Medicare Legislation Could Face Easier Passage
CongressDaily on Thursday examined how "the pressures of an election year" might lead Republican congressional leaders "to give ... the upper hand" to sponsors of bills that would waive the financial penalty for Medicare beneficiaries who missed the prescription drug benefit's enrollment deadline in May. The penalty is equal to a 1% increase in premiums for each month of delayed enrollment.
Senate Majority Leader Bill Frist (R-Tenn.) is "resist[ing] efforts" by Senate Finance Committee Chair Chuck Grassley (R-Iowa) to quickly pass a bill (S 2810) that would eliminate the penalty for those who sign up during the next open enrollment period, which begins in November (Sherman, CongressDaily, 6/8).
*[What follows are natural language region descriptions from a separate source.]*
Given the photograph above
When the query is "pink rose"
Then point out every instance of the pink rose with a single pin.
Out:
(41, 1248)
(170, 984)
The legislation also would provide $18 million for efforts to help more beneficiaries enroll (California Healthline, 6/6).
In the House, Ways and Means Subcommittee on Health Chair Nancy Johnson (R-Conn.) has introduced similar legislation (HR 5399), but committee Chair Bill Thomas (R-Calif.) has said legislative changes to the drug benefit are unnecessary.
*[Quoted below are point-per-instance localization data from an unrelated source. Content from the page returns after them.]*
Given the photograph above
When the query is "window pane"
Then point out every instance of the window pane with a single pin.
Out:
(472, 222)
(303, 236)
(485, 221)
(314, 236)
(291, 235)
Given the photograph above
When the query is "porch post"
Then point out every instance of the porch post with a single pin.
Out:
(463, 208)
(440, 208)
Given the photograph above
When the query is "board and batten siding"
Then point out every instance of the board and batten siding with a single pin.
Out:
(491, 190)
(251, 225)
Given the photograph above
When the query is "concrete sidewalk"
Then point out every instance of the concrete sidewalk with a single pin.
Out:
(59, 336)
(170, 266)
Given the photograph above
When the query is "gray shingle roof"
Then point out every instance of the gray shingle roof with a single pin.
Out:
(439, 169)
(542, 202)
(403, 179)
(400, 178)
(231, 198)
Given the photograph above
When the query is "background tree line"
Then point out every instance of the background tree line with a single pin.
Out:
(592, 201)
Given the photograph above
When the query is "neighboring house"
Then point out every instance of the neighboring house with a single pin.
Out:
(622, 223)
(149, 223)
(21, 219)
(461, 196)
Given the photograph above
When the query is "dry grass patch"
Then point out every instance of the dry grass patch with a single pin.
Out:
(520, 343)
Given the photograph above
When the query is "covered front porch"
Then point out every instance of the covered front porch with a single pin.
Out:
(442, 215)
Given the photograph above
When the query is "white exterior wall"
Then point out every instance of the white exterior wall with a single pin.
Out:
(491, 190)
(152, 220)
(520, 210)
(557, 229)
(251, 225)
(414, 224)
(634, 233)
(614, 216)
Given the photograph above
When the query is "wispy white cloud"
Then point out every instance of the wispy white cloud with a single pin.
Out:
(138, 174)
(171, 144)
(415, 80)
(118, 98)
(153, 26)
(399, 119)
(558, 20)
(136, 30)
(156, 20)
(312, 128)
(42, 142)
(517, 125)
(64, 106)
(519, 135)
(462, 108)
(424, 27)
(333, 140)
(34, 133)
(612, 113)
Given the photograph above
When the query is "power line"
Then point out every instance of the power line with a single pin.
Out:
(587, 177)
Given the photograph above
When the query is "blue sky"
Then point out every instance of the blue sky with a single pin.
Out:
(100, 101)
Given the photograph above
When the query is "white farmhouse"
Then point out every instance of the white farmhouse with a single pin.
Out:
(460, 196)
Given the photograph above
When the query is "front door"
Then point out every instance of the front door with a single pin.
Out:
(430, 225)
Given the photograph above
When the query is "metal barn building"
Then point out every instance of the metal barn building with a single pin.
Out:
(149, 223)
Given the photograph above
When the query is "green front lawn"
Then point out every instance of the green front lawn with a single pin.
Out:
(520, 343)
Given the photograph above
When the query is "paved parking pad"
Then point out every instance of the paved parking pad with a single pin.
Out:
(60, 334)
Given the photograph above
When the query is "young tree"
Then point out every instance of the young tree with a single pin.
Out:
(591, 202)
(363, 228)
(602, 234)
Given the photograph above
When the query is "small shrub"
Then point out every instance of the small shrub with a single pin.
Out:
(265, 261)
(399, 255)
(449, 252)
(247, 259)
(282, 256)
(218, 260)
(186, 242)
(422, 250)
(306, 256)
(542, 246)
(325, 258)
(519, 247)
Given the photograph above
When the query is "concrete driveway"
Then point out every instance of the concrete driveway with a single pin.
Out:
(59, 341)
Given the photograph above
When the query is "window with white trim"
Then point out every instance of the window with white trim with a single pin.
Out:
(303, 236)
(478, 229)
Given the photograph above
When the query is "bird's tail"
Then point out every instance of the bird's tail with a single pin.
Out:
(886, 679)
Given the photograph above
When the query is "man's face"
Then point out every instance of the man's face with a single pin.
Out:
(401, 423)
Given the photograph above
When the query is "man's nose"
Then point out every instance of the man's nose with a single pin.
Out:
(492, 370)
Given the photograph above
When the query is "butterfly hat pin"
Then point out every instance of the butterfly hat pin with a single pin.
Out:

Because neither Frist nor Thomas is seeking re-election, "their views on the Part D program might matter less in the long run than those of lawmakers who will still be here next year or who will be on the ballot this fall," according to CongressDaily. Meanwhile, other lawmakers who are seeking re-election this year could influence the outcome of the bills.
For example, Sens. Mike DeWine (R-Ohio) and Rick Santorum (R-Pa.) -- "both of whom face tough races this year" -- are co-sponsoring the Grassley-Baucus bill. Johnson also "is not taking anything for granted in her race" for re-election, CongressDaily reports.
"[A]lthough the summer will probably go by with little movement on the bills, ... the penalty issue will almost certainly come up again as lawmakers get closer to the election and as Nov. 15, when the next enrollment period begins, approaches," according to CongressDaily.
CMS spokesperson Peter Ashkenaz said the number of beneficiaries who would be affected by the penalty is relatively small when compared with the number of beneficiaries who have opted out of Medicare Part B or who pay higher premiums for Part B benefits because of late enrollment. Ashkenaz on June 1 said that enrollment data still is not finalized but that CMS officials "expect that there will be about 4.5 million [beneficiaries] who haven't enrolled."
About three million of those beneficiaries are low-income beneficiaries for whom the penalty has been waived, which "leaves about 1.5 million who, if they decide to enroll, would face a penalty," Ashkenaz said. By comparison, about two million beneficiaries are not enrolled in Part B, which covers physicians' visits, and about one million beneficiaries pay higher premiums for Part B because they signed up late.
According to CongressDaily, 1.5 million beneficiaries -- "even spread around the country -- might be 1.5 million too many for a party worried about keeping its majority status" (CongressDaily, 6/8).
"If every senior's health were improved to delay the onset of one chronic illness by three to five years ... the cumulative saving[s] to Medicare would be hundreds of billions of dollars," a Washington Times editorial states, adding, "That does not count the increased wealth and productivity generated from longer life." Although some conservatives "remain angry" that the 2003 Medicare law passed and "assert that prescription drug spending will simply overwhelm other forms of health care expenditures, ... [t]he cost of drugs is never as high as the cost of treating the same disease," according to the editorial (Washington Times, 6/8).